# 03_Performance_Optimization.ipynb — Training Load Optimization (LP)

**Objective:** Optimize next-week training loads per player to minimize **expected injury risk** while maintaining **performance readiness**.

**Method:** Prescriptive analytics using **Linear Programming (PuLP)** with three planning scenarios:
- **Balanced** — standard constraints
- **Recovery** — stricter capacity & penalties for high-risk players
- **HighPerformance** — looser capacity to push readiness

**Inputs (from previous notebooks):**
- `../reports/InjuryRiskScores.csv` — `PlayerID`, `PredictedRisk`, (optional: `Position`, `Age`)
- `../data/player_summary_for_model.csv` — `PlayerID`, `TeamID`, `Position`, `Age`, `InjuryProneScore`, `MinutesPerInjury`

**Outputs:**
- `../reports/optimized_training_plan.csv` — per-player load plan across scenarios
- `../reports/optimization_kpis.csv` — team-level totals per scenario
- Narrative text summary at the end (and saved to `../reports/optimization_summary.md`)


In [None]:
# --- 1) Imports & Setup ---
import os, json
from pathlib import Path
import numpy as np
import pandas as pd
import matplotlib.pyplot as plt
import pulp

plt.rcParams.update({'figure.figsize': (9,5), 'axes.grid': True})

BASE = Path('.').resolve()
DATA_DIR = (BASE / '..' / 'data').resolve()
REPORTS_DIR = (BASE / '..' / 'reports').resolve()
REPORTS_DIR.mkdir(parents=True, exist_ok=True)

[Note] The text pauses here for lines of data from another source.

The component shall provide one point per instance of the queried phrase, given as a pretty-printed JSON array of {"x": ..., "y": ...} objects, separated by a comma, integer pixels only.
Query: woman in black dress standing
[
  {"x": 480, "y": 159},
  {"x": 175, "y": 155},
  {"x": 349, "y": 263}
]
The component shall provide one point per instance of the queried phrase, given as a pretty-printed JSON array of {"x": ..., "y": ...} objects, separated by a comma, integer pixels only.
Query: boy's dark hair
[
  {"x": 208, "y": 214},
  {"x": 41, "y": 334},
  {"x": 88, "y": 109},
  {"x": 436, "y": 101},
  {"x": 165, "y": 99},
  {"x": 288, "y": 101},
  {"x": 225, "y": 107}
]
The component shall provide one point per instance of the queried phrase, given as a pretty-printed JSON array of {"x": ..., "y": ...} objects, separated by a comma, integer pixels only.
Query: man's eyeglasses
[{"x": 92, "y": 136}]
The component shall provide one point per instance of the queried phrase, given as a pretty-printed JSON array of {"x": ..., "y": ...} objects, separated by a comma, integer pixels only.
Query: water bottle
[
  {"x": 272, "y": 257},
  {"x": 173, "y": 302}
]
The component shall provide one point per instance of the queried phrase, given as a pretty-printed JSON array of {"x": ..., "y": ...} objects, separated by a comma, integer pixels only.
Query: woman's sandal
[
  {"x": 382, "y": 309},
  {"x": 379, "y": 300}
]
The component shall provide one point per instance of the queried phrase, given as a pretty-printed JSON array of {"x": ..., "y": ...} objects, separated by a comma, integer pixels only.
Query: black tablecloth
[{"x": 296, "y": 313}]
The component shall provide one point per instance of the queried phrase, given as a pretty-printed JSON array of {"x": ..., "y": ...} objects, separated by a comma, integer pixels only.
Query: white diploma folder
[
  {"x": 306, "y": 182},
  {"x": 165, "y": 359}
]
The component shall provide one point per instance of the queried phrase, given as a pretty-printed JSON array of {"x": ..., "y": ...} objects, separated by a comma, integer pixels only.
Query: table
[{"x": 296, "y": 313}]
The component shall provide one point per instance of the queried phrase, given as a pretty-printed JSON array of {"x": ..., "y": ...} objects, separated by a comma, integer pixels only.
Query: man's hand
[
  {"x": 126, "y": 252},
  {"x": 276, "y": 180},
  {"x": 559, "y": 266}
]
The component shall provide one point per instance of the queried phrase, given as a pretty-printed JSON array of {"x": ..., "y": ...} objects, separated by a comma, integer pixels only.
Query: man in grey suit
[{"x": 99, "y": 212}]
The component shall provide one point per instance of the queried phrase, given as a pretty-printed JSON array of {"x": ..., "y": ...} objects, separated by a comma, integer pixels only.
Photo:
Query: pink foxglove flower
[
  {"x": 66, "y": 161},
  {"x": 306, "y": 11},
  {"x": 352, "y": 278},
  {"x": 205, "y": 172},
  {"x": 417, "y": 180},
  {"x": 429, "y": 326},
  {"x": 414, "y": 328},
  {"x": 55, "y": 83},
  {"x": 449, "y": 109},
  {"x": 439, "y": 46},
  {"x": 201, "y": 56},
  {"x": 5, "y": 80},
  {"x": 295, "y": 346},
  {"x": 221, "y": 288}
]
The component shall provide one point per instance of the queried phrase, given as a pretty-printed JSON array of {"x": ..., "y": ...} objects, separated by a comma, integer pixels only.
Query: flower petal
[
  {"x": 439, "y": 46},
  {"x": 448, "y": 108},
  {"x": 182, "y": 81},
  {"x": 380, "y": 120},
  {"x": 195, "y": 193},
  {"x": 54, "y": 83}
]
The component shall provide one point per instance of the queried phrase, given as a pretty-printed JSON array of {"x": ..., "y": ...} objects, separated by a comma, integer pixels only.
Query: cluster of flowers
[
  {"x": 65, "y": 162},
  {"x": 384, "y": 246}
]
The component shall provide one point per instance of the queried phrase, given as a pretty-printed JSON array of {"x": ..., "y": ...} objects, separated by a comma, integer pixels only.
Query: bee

risk_path = REPORTS_DIR / 'InjuryRiskScores.csv'
summary_path = DATA_DIR / 'player_summary_for_model.csv'

print('risk_path:', risk_path)
print('summary_path:', summary_path)


## 2) Load Inputs

In [None]:
risk = pd.read_csv(risk_path)
summary = pd.read_csv(summary_path)

# Ensure required columns exist
req_risk = {'PlayerID','PredictedRisk'}
req_sum = {'PlayerID','TeamID','Position','Age'}
assert req_risk.issubset(risk.columns), f"Missing columns in risk file: {req_risk - set(risk.columns)}"
assert req_sum.issubset(summary.columns), f"Missing columns in summary file: {req_sum - set(summary.columns)}"

# Merge
df = risk.merge(summary[['PlayerID','TeamID','Position','Age','InjuryProneScore','MinutesPerInjury']],
                on='PlayerID', how='left')

# Fallbacks / cleaning
df['MinutesPerInjury'] = df['MinutesPerInjury'].fillna(3000.0)
df['InjuryProneScore'] = df['InjuryProneScore'].fillna(0.3)
df['PredictedRisk'] = df['PredictedRisk'].clip(0,1)
df['Position'] = df['Position'].fillna('MF')  # neutral default
df['Age'] = df['Age'].fillna(df['Age'].median())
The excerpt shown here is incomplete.